Officials mentioned other factors that are also believed to have contributed to the increase in suicide rates among the military’s active and reserve service members, including war-zone deployments, national disasters across the US, and civil unrest that has taken place in all parts of the country since the 25 May killing of an African-American man, George Floyd.
Although US Army and Air Force officials can’t directly blame the pandemic, they said that the ongoing disease has added stress “to an already strained force”. There is no official data provided by the Pentagon, according to AP.
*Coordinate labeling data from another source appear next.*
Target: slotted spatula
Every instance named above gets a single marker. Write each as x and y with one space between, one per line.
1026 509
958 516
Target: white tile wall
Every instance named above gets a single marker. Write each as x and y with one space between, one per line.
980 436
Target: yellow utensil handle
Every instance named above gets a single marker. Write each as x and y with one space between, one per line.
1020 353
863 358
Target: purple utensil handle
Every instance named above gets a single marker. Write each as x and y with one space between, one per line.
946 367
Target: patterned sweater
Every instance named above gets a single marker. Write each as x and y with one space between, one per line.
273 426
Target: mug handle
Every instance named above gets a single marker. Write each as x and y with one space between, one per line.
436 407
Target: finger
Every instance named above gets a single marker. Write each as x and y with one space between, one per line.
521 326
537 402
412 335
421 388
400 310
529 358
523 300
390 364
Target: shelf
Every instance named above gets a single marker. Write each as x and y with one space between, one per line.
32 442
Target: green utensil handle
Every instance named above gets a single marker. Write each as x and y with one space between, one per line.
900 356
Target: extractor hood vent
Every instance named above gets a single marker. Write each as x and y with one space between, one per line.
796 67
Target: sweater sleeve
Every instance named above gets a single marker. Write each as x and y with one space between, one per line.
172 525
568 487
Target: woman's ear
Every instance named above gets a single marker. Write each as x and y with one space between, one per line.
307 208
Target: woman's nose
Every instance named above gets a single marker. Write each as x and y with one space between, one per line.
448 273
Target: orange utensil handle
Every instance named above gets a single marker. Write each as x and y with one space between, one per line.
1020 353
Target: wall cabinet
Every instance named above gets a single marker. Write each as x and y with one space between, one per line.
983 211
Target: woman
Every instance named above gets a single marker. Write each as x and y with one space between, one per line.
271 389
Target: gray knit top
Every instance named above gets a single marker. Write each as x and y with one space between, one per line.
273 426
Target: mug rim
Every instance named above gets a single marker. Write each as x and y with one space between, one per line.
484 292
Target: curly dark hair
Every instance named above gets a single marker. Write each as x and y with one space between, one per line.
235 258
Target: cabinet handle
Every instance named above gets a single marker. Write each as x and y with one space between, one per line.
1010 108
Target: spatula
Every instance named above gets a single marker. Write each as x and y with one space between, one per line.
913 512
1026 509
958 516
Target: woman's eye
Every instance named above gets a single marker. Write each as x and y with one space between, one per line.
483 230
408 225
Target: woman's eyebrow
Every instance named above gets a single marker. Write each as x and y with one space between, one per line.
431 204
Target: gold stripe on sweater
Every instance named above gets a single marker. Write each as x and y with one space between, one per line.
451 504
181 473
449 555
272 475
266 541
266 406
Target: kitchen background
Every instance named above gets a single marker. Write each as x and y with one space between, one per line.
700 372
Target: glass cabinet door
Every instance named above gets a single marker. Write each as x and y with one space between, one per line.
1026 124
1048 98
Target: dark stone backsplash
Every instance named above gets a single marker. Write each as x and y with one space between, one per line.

The outlet said, citing Defence officials involved in internal discussions and briefings on suicide data, that the military suicide rate has increased by 20%. Those rates vary in different divisions of the US military, with the active Army rising by 30%, from 88 last year to 114 this year, pushing the general total more than any other service.
The Army Guard’s suicide increased by about 10%, from 78 last year to 86 this year, while the rates are believed to have been implemented among Navy personnel.
According to the AP report, in early 2020, prior to the declaration of the coronavirus disease as a pandemic by the World Health Organisation in March, suicide rates were less than those of the same period in 2019.